Memorizzo il numero e guardo subito la foto di profilo.
Trovo impersonale chi non mette la propria immagine, denotando scarsa stima di sé e poco egocentrismo.
Nel cerchio accanto al numero, un gatto tigrato.
Gli scrivo un messaggio invitandolo ad un aperitivo.
Il dubbio di sbagliare a compiere questa azione mi assale, ma non hanno ancora inventato come bloccare un messaggio inviato per errore e quindi non mi resta che attendere la sua risposta.
Dopo pochi minuti mi ritrovo davanti allo specchio, con la solita montagna di vestiti sul letto, crampi allo stomaco e parecchi ripensamenti per aver fatto la prima mossa.
Il punto di ritrovo è il bar all'angolo della piazza principale della città, che da casa mia dista circa un chilometro e mezzo a piedi.
Mi oriento su un abbigliamento decisamente poco accattivante: stivali, pantaloni di velluto marroni, lupetto a collo alto, cappotto e guanti e, assomigliando ad una guardia forestale, mi avvio all'appuntamento.

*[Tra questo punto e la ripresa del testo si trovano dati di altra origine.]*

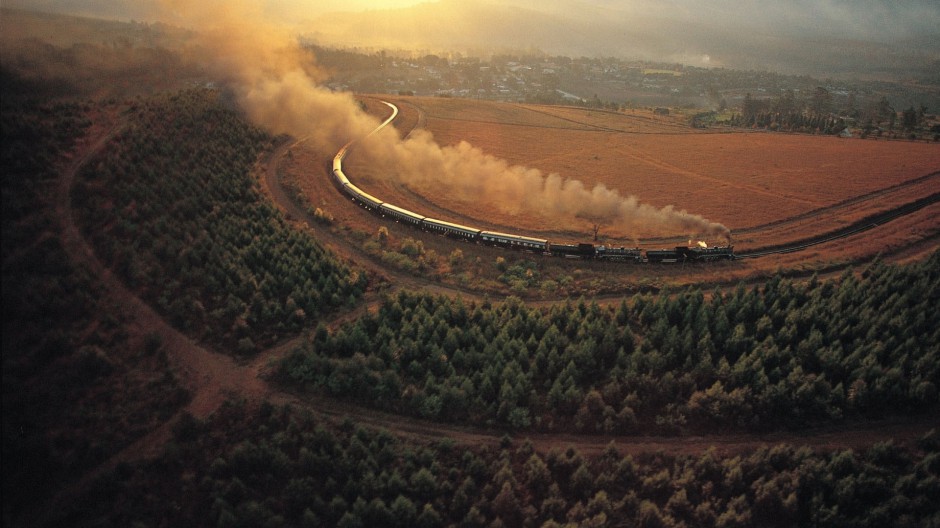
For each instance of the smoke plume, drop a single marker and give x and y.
(277, 84)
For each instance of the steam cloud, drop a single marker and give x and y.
(277, 84)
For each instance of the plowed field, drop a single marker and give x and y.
(770, 187)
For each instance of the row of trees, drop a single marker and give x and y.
(173, 206)
(783, 353)
(77, 387)
(281, 466)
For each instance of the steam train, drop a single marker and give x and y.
(699, 253)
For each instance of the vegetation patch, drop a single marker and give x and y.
(782, 354)
(172, 205)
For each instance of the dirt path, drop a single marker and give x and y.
(212, 377)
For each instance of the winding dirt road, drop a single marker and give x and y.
(212, 377)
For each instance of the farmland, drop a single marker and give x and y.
(201, 330)
(769, 189)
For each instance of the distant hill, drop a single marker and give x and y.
(743, 35)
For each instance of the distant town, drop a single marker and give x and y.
(618, 84)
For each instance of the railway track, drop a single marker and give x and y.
(860, 226)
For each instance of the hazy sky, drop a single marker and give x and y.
(792, 36)
(856, 18)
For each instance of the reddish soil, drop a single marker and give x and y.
(212, 376)
(743, 179)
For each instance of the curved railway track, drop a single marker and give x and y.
(854, 228)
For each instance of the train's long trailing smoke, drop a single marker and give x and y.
(277, 83)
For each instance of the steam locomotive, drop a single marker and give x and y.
(700, 253)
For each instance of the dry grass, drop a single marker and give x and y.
(772, 188)
(742, 180)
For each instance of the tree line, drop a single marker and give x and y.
(780, 354)
(172, 205)
(283, 466)
(77, 385)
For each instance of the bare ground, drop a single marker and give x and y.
(212, 377)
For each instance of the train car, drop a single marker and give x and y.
(402, 215)
(664, 255)
(572, 250)
(366, 199)
(341, 178)
(447, 228)
(620, 254)
(514, 241)
(709, 254)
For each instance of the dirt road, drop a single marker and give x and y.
(212, 376)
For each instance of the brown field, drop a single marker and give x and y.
(768, 188)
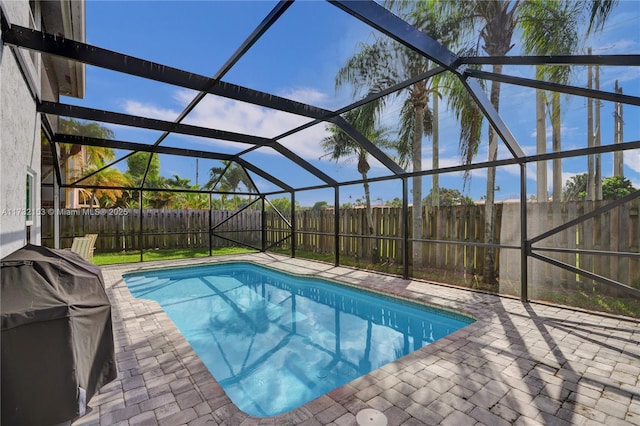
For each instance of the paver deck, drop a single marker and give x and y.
(522, 364)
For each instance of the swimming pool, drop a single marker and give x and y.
(275, 341)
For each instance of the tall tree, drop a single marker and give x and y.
(497, 21)
(339, 145)
(383, 63)
(550, 27)
(229, 178)
(92, 154)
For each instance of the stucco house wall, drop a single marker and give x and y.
(19, 145)
(22, 82)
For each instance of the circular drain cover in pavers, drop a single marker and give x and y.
(371, 417)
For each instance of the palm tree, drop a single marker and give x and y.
(339, 145)
(497, 20)
(550, 28)
(93, 154)
(384, 63)
(108, 177)
(228, 178)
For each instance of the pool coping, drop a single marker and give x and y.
(509, 366)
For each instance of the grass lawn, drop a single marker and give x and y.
(134, 256)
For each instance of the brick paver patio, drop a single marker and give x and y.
(522, 364)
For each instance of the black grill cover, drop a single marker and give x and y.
(57, 345)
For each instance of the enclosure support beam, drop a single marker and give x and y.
(56, 215)
(555, 87)
(524, 244)
(264, 225)
(103, 116)
(405, 228)
(336, 224)
(140, 231)
(210, 225)
(294, 225)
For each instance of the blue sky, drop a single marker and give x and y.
(298, 58)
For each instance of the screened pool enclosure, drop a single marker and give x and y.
(538, 246)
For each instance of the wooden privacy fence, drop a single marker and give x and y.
(119, 229)
(617, 230)
(451, 223)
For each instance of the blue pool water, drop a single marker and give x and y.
(275, 341)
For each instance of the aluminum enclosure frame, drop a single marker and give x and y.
(373, 15)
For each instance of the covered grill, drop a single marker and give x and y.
(57, 345)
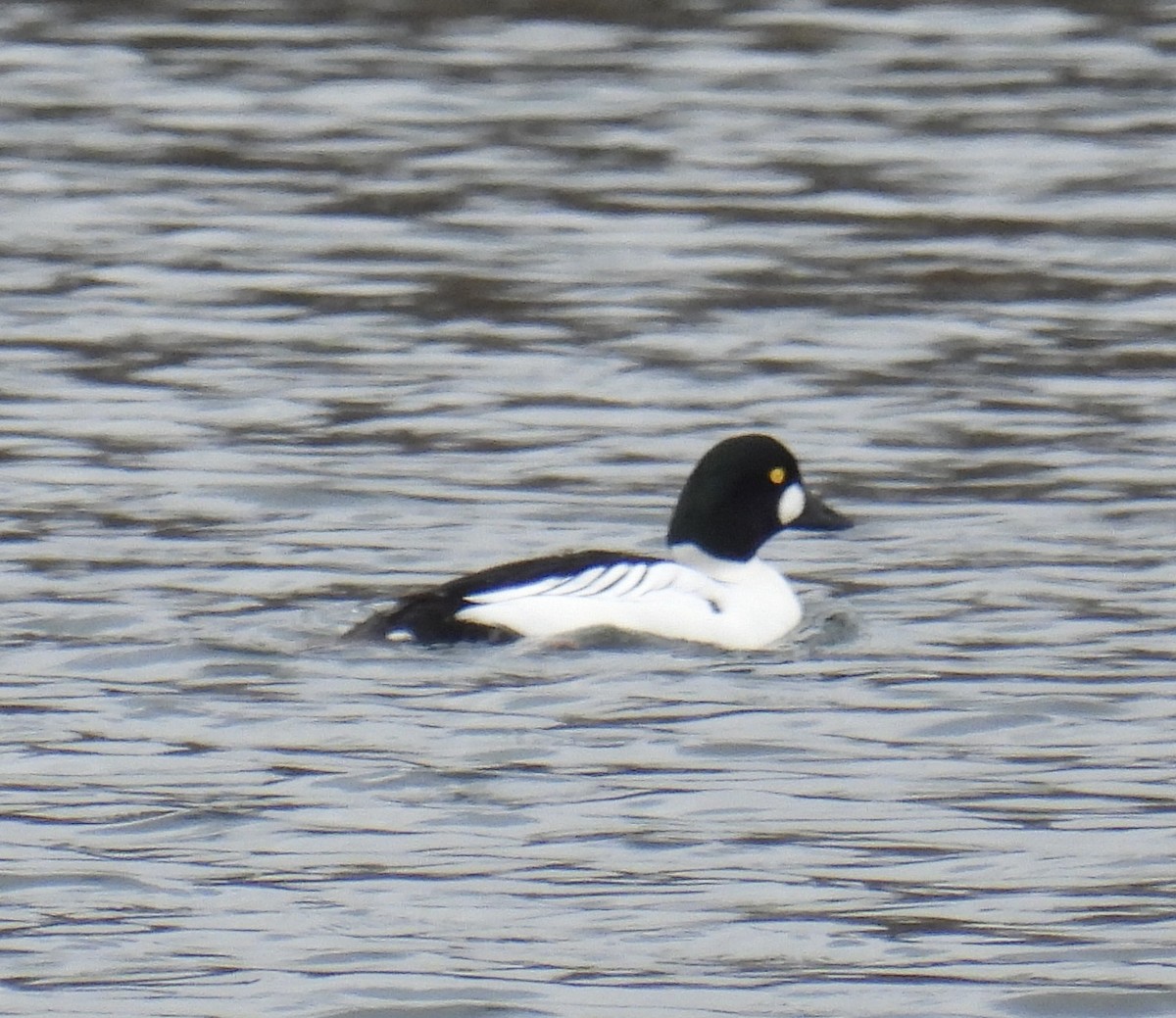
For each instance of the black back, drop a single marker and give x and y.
(428, 615)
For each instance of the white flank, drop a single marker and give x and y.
(701, 599)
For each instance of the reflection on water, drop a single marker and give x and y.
(300, 308)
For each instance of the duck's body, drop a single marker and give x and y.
(714, 589)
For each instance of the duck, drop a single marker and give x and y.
(712, 588)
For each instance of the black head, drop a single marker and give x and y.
(741, 493)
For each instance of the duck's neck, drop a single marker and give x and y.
(694, 557)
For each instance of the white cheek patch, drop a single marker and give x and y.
(792, 505)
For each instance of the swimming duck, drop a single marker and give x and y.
(712, 589)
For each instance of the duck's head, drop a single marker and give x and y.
(741, 493)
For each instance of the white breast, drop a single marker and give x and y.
(733, 605)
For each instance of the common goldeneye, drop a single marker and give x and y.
(715, 589)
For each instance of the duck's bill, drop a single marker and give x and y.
(817, 515)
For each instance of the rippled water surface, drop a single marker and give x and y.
(301, 306)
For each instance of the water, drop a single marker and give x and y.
(300, 311)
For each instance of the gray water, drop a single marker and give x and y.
(301, 308)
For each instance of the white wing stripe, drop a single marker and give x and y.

Giovanni è fuori dal locale ad aspettarmi.
Il suo aspetto infreddolito ed arrossato denota che è arrivato con largo anticipo.
É ben vestito e sembra più alto di come ricordassi.
Mi tende la mano e galantemente mi apre la porta.
Davanti a croccanti patatine e qualcosa di molto alcoolico, è il mio turno di sfogarmi, di lasciar andare le parole a fiume, una dopo l'altra, di confrontare il mio dolore col suo.